For at least the last 12 months my ward has been so understaffed due to actual understaffing and then extra understaffing due to long term sickness caused by the extra pressure of the understaffing; I've been called in almost every week on my days off or asked to work double shifts etc.

Codlingmoths · 13/11/2024 22:33

I’d do the live somewhere else for a couple of weeks. He can only do this because you facilitate, so stop. Tell him to tell her he will need x days notice or he will go to court to set his access more rigidly / have full access and she can have them when suits.

Starseeking · 13/11/2024 22:34

This would drive me insane, I don't blame you for being cross.

Not your circus, not your monkeys.

Tell your DH he needs to speak to his EX about planning ahead, otherwise you're not prepared to rush around filling in for people so disorganised.

You should take a step back from all this, and let them figure themselves out, since nobody is currently listening to you, yet they're falling back on you when they need your help.

Flipslop · 13/11/2024 22:39

Fraaahnces · 10/11/2024 09:57

No wonder her family jumped ship - she sounds like a
total nightmare! I would actually just send them both a simple text stating that you have had enough facilitating their dysfunctional breakup and they need to get their shit together for the sake of their kids. You are going to focus only on the care, feeding, collection, education and entertainment of your own kid and their kids are now none of your business.

There’s some awfully cold responses on here, this one included where the children involved are shown so little compassion 😕 OP has been in their lives a parent figure for years now, it’s awful to think they should be disregarded.
this is between the adults and need to stay that way.
OP needs her DH to get legal advice about where he stands with all of this and move forward that way I’d say and absolutely nobody in this scenario has currently taken responsibility for the situation.

AngryBookworm · 13/11/2024 22:44

This isn't an issue of last-minute shift changes it seems but a complete absence of information from your DH's ex. It would be one thing if she sent you the rota but had to deal with last minute changes or cover - she's not giving you any info and that's a deliberate, shitty choice.

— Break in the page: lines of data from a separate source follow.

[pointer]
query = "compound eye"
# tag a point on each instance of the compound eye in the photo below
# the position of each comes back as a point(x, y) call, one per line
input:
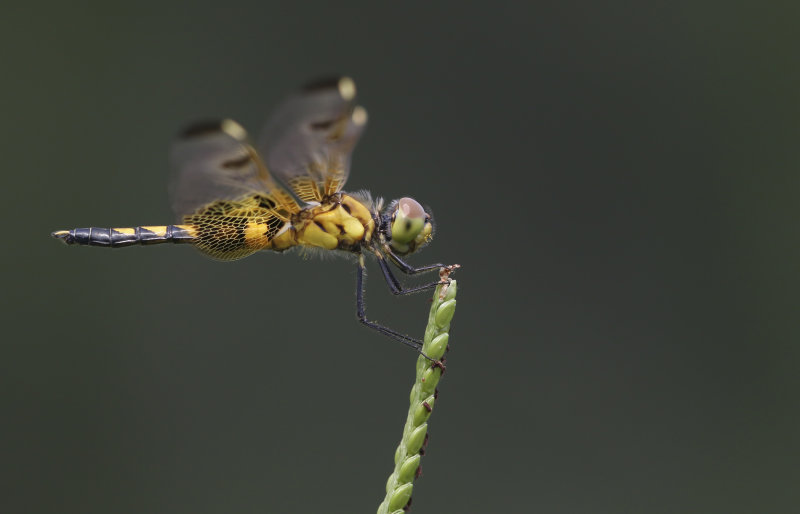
point(408, 220)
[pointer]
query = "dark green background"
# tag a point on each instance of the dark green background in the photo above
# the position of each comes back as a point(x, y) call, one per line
point(618, 180)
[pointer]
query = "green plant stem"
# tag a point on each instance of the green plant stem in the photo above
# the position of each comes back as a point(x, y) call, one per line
point(409, 452)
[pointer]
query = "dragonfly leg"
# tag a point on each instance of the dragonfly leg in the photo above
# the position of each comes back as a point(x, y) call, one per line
point(416, 344)
point(406, 267)
point(395, 285)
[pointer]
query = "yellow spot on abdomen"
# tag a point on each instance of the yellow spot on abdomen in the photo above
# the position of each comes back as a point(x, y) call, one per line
point(160, 230)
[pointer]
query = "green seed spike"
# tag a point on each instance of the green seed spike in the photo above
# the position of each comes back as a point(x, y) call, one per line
point(407, 458)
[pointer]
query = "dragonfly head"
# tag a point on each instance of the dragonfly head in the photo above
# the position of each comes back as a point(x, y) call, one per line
point(408, 226)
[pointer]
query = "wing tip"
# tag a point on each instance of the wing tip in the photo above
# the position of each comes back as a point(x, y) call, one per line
point(345, 86)
point(209, 127)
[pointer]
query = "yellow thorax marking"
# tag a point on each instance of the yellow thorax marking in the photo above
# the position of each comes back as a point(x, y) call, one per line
point(332, 226)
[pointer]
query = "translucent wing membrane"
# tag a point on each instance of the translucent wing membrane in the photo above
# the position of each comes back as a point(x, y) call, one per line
point(229, 230)
point(307, 143)
point(213, 161)
point(222, 190)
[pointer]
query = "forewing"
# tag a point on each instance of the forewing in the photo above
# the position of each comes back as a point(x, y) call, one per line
point(213, 161)
point(232, 229)
point(308, 142)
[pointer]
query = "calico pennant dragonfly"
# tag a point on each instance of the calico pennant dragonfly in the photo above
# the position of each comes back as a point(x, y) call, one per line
point(234, 198)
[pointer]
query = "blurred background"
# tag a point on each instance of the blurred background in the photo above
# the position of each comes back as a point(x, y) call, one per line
point(617, 179)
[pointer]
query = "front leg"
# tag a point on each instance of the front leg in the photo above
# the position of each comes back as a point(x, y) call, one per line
point(395, 285)
point(361, 311)
point(406, 267)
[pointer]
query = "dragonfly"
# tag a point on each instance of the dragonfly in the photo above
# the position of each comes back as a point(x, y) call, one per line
point(234, 197)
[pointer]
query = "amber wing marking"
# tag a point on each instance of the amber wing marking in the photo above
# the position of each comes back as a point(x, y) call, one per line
point(233, 229)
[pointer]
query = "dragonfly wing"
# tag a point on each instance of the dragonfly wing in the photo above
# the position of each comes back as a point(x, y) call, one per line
point(308, 142)
point(213, 161)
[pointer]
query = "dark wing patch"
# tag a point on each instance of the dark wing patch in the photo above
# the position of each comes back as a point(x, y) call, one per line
point(308, 142)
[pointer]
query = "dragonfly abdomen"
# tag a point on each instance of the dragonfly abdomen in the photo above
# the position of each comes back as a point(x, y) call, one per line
point(119, 237)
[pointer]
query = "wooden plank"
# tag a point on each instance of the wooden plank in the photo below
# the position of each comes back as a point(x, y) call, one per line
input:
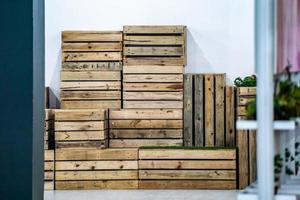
point(153, 104)
point(159, 61)
point(99, 66)
point(80, 135)
point(153, 95)
point(145, 114)
point(149, 78)
point(129, 143)
point(187, 184)
point(145, 123)
point(90, 75)
point(95, 154)
point(198, 110)
point(77, 95)
point(242, 144)
point(153, 51)
point(75, 115)
point(91, 56)
point(220, 82)
point(252, 157)
point(96, 165)
point(153, 40)
point(82, 144)
point(188, 110)
point(96, 185)
point(225, 154)
point(152, 86)
point(91, 46)
point(246, 91)
point(80, 126)
point(96, 175)
point(152, 69)
point(153, 29)
point(209, 110)
point(99, 104)
point(145, 133)
point(187, 164)
point(92, 36)
point(188, 174)
point(91, 85)
point(230, 116)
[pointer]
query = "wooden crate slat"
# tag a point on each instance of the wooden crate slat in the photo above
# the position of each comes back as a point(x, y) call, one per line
point(149, 78)
point(145, 133)
point(145, 114)
point(96, 165)
point(209, 110)
point(153, 95)
point(125, 143)
point(220, 83)
point(91, 56)
point(198, 110)
point(92, 36)
point(96, 95)
point(188, 108)
point(191, 184)
point(187, 164)
point(89, 47)
point(98, 66)
point(89, 85)
point(153, 40)
point(90, 75)
point(96, 185)
point(152, 69)
point(153, 51)
point(86, 104)
point(75, 115)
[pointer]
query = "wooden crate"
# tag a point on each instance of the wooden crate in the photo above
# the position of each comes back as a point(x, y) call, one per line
point(149, 86)
point(208, 111)
point(91, 70)
point(92, 169)
point(154, 45)
point(187, 169)
point(81, 128)
point(145, 127)
point(49, 170)
point(49, 129)
point(246, 140)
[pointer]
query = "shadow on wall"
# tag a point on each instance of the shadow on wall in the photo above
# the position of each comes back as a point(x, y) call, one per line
point(196, 63)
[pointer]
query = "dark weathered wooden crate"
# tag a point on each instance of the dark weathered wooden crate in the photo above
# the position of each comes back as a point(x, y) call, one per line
point(145, 127)
point(93, 169)
point(49, 170)
point(91, 70)
point(208, 111)
point(149, 86)
point(81, 128)
point(154, 45)
point(187, 169)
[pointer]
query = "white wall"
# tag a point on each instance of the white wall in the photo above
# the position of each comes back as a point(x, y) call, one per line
point(220, 32)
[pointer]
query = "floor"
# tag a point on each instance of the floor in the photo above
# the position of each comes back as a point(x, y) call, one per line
point(142, 195)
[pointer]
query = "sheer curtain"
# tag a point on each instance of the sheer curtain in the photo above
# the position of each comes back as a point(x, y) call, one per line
point(288, 35)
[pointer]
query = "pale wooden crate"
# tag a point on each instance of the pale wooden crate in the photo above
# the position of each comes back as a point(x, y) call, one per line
point(94, 169)
point(208, 110)
point(145, 127)
point(149, 86)
point(154, 45)
point(81, 128)
point(187, 168)
point(49, 170)
point(91, 69)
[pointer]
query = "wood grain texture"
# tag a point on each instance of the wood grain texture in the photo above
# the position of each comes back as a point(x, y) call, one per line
point(188, 110)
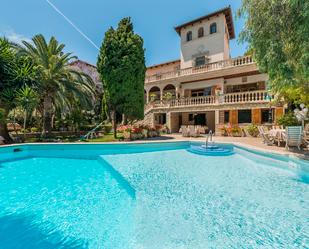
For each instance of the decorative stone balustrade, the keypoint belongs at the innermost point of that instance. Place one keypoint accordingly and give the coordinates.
(235, 62)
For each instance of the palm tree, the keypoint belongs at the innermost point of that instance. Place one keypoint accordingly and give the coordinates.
(55, 80)
(14, 73)
(27, 99)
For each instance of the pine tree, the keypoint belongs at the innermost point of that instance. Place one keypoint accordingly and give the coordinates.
(121, 65)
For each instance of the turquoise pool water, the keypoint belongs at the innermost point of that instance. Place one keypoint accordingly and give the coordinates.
(150, 196)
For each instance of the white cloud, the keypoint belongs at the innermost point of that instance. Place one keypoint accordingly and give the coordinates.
(12, 36)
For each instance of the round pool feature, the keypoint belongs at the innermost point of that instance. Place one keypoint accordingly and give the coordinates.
(211, 150)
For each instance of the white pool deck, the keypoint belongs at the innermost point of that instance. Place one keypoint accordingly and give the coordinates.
(247, 142)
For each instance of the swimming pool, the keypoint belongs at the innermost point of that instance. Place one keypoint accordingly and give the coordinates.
(156, 195)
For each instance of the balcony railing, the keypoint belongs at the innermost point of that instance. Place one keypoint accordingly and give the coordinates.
(235, 62)
(230, 98)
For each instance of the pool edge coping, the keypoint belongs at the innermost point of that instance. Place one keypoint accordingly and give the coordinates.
(240, 144)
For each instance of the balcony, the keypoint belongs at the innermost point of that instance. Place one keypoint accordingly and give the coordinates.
(235, 62)
(231, 98)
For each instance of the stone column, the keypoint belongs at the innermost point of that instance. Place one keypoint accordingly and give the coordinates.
(147, 96)
(168, 120)
(217, 117)
(177, 91)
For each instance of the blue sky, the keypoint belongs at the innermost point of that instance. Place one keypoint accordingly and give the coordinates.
(153, 20)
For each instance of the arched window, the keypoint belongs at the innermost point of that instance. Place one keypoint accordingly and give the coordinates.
(213, 28)
(200, 32)
(189, 36)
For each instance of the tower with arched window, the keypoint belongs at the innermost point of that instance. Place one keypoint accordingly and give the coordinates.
(206, 39)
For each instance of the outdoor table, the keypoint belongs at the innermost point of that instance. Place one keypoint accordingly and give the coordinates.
(278, 134)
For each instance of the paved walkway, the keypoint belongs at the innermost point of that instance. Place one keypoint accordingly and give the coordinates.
(249, 142)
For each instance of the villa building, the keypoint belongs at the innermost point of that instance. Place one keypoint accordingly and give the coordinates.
(206, 86)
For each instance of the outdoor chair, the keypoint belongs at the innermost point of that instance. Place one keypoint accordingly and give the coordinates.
(294, 136)
(185, 131)
(267, 139)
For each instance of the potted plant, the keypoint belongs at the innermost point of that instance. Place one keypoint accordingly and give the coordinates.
(252, 130)
(236, 131)
(224, 131)
(153, 97)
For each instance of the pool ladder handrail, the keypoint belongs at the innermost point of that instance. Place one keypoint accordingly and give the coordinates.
(207, 138)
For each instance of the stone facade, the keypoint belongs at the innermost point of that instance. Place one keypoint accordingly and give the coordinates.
(206, 86)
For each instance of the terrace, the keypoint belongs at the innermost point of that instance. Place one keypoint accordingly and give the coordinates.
(230, 98)
(230, 63)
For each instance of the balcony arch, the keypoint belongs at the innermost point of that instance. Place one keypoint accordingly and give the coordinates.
(169, 92)
(154, 94)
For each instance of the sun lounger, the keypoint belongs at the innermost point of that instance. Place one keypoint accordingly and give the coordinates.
(267, 139)
(294, 136)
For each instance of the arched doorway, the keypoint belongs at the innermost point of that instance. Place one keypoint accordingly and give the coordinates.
(154, 94)
(169, 92)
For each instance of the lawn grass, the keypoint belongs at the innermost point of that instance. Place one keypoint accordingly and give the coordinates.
(107, 138)
(71, 139)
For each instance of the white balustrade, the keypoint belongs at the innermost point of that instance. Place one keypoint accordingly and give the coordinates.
(235, 62)
(230, 98)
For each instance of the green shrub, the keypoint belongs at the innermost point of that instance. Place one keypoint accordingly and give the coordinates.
(288, 119)
(107, 128)
(252, 130)
(34, 129)
(2, 118)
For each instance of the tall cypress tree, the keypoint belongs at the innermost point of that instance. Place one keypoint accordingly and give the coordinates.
(121, 65)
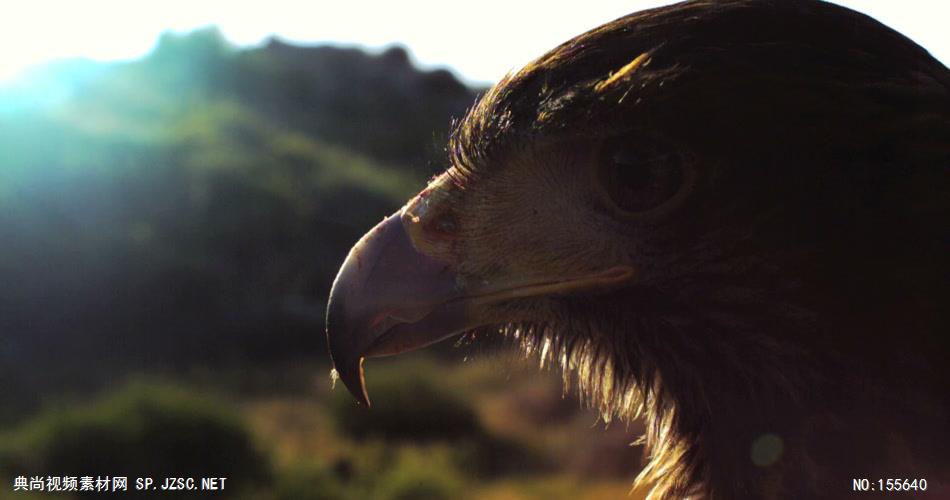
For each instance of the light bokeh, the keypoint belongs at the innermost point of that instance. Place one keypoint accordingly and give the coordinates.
(480, 41)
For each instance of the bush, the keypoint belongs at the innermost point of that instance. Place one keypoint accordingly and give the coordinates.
(419, 475)
(141, 430)
(308, 481)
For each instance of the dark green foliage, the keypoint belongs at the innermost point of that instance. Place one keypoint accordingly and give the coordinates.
(409, 404)
(151, 430)
(194, 206)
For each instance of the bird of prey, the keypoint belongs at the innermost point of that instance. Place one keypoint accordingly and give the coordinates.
(728, 218)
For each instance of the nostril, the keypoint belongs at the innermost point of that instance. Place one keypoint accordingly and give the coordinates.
(444, 224)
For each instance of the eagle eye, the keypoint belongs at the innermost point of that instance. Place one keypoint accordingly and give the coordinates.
(639, 175)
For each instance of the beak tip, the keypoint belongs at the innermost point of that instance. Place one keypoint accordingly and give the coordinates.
(354, 380)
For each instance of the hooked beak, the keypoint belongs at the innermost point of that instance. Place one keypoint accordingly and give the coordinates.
(389, 297)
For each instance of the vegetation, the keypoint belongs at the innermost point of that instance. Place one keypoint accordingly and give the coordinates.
(180, 218)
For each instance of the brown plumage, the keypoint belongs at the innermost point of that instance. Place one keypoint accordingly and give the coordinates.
(727, 217)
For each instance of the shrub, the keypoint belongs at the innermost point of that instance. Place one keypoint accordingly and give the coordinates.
(421, 475)
(411, 402)
(141, 430)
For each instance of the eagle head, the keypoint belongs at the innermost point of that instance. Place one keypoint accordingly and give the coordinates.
(728, 218)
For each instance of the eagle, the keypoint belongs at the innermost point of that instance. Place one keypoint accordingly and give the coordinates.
(729, 219)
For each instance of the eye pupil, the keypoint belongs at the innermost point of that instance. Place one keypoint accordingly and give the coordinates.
(639, 176)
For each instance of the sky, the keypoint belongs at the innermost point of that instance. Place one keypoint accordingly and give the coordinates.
(479, 40)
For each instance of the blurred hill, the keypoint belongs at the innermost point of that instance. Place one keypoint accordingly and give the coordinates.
(193, 206)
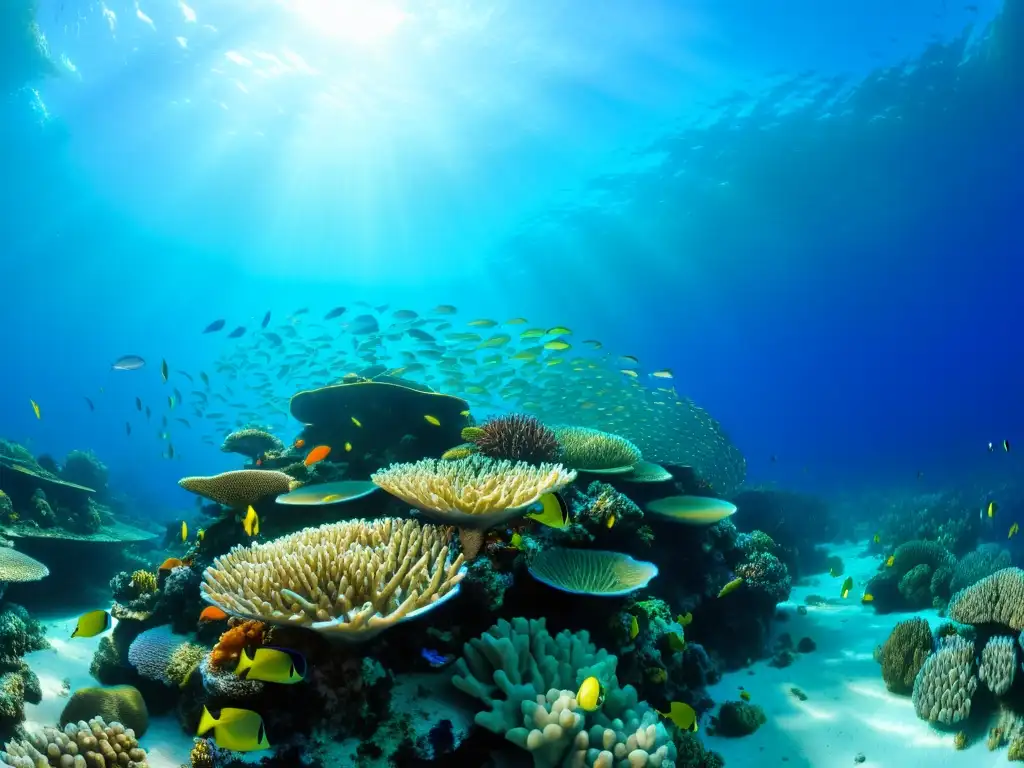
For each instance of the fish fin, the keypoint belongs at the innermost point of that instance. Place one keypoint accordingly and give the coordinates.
(206, 722)
(471, 542)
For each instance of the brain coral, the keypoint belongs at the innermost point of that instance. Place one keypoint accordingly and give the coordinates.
(946, 683)
(904, 652)
(995, 599)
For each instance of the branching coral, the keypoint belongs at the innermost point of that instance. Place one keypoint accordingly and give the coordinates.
(349, 580)
(516, 437)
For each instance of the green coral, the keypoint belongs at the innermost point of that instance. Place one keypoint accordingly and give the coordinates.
(903, 654)
(122, 704)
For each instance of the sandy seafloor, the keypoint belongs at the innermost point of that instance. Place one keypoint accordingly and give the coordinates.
(848, 711)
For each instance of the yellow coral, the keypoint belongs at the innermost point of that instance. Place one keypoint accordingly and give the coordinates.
(143, 582)
(348, 580)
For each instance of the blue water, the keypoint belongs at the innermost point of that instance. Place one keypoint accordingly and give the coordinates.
(810, 214)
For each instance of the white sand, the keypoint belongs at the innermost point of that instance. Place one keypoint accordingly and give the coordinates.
(848, 709)
(165, 742)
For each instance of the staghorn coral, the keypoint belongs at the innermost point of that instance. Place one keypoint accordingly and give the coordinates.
(588, 449)
(348, 580)
(242, 487)
(588, 571)
(517, 437)
(946, 683)
(995, 599)
(92, 743)
(997, 665)
(251, 442)
(903, 654)
(121, 704)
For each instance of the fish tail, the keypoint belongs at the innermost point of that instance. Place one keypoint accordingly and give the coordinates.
(206, 722)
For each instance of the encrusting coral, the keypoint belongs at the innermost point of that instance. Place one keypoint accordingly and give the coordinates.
(85, 744)
(348, 580)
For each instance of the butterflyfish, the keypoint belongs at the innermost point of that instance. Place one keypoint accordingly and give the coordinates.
(271, 666)
(251, 521)
(212, 613)
(92, 624)
(591, 694)
(847, 586)
(682, 715)
(318, 454)
(239, 730)
(731, 587)
(550, 510)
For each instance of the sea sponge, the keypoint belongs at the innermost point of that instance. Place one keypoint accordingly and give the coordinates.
(589, 571)
(251, 442)
(242, 487)
(517, 437)
(995, 599)
(241, 634)
(903, 654)
(591, 449)
(946, 683)
(122, 704)
(348, 580)
(997, 665)
(82, 744)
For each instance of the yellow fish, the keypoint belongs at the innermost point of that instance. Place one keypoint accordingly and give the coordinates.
(731, 587)
(251, 522)
(92, 624)
(271, 666)
(550, 510)
(682, 715)
(591, 694)
(239, 730)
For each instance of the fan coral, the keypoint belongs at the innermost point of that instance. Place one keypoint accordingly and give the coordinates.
(517, 437)
(593, 450)
(903, 654)
(122, 704)
(350, 580)
(995, 599)
(945, 685)
(94, 743)
(242, 634)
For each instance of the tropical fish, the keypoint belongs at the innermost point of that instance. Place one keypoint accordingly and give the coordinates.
(550, 510)
(128, 363)
(730, 587)
(251, 522)
(318, 454)
(271, 666)
(239, 730)
(591, 694)
(847, 586)
(92, 624)
(682, 715)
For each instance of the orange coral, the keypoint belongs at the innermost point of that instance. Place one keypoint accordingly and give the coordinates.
(241, 634)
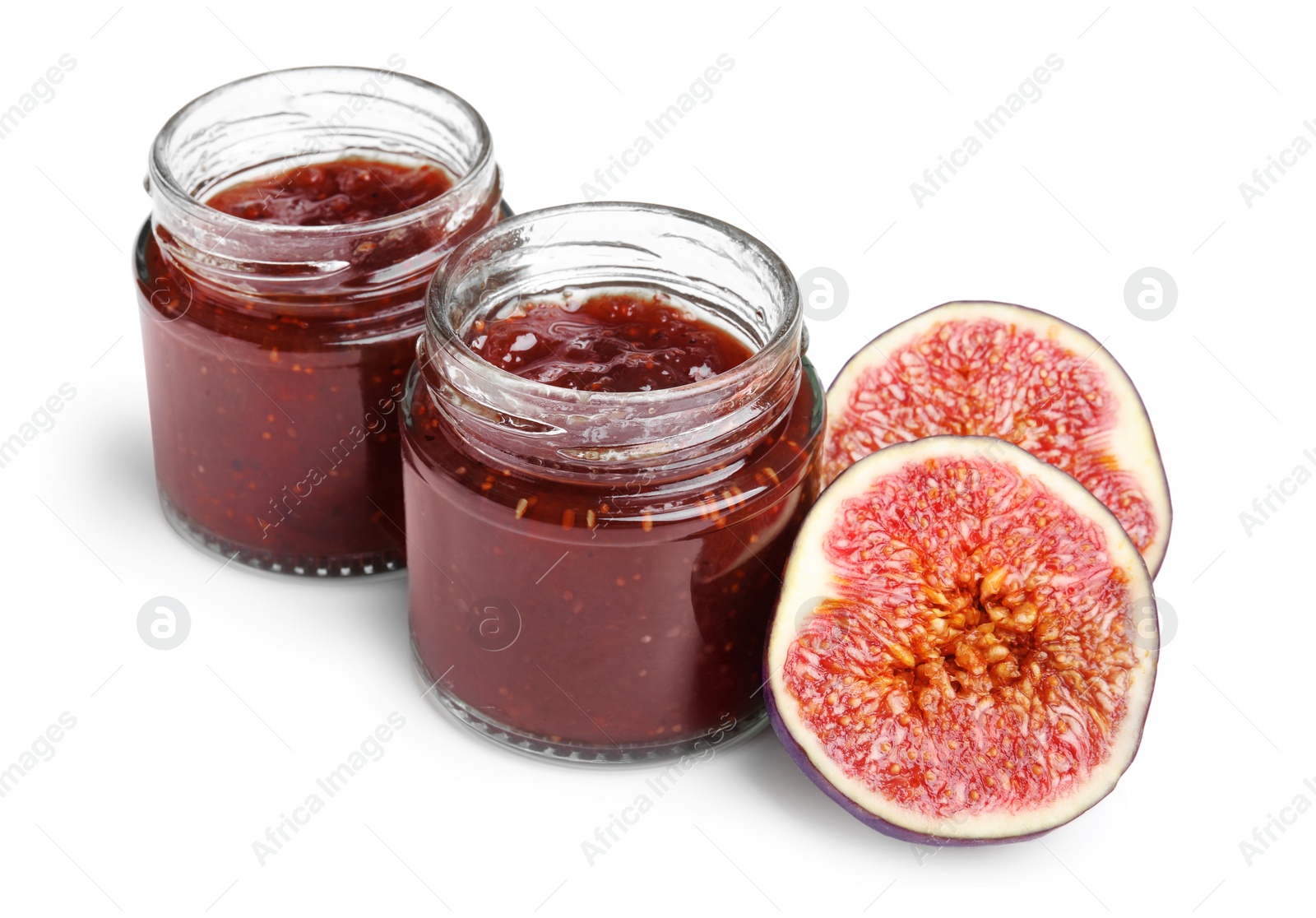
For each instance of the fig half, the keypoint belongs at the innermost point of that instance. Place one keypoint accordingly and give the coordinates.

She's being a crap parent by messing her DC around and frankly your DH is being a crap parent by letting her. He's also being a crap partner. You're completely in the right to demand change and set boundaries.

PyongyangKipperbang · 13/11/2024 22:46

Flipslop · 13/11/2024 22:39

There’s some awfully cold responses on here, this one included where the children involved are shown so little compassion 😕 OP has been in their lives a parent figure for years now, it’s awful to think they should be disregarded.
this is between the adults and need to stay that way.
OP needs her DH to get legal advice about where he stands with all of this and move forward that way I’d say and absolutely nobody in this scenario has currently taken responsibility for the situation.

Whilst I agree that the children shouldnt suffer, the only reason that they arent is because @PicassoDiBablo is doing what neither of the parents are doing.

If there is one person here (apart from the kids) who has no actual parenting responsibility to the SC, its the OP. So why the hell is she being expected to do it when all it would take is both parents actually stepping up and doing it themselves?! Because so far, she has. She has sleepwalked into being a free emergency nanny and in the process, her own child is suffering just as much upheaval and lack of security as the SC are. I would argue that the OP putting her foot down and saying "NO MORE" and forcing the parents to deal with it is in fact doing the kids a massive favour as they will have more security going forward than they currently have.

As the saying goes "A lack of planning on your part does not constitute an emergency on mine".

MummyJ36 · 13/11/2024 22:53

Why do you think she is doing all of this so last minute OP? Is it genuine bad planning or is she trying to make life hard for you? Either way it isn’t ok, it’s just very odd behaviour.

Sheri99 · 13/11/2024 22:58

Well, if you can't get DH to change his behavior, you change yours. Schedule your life around your life. Let DH sort out his issues with his ex and kid care. Remove yourself from his scheduling nightmare.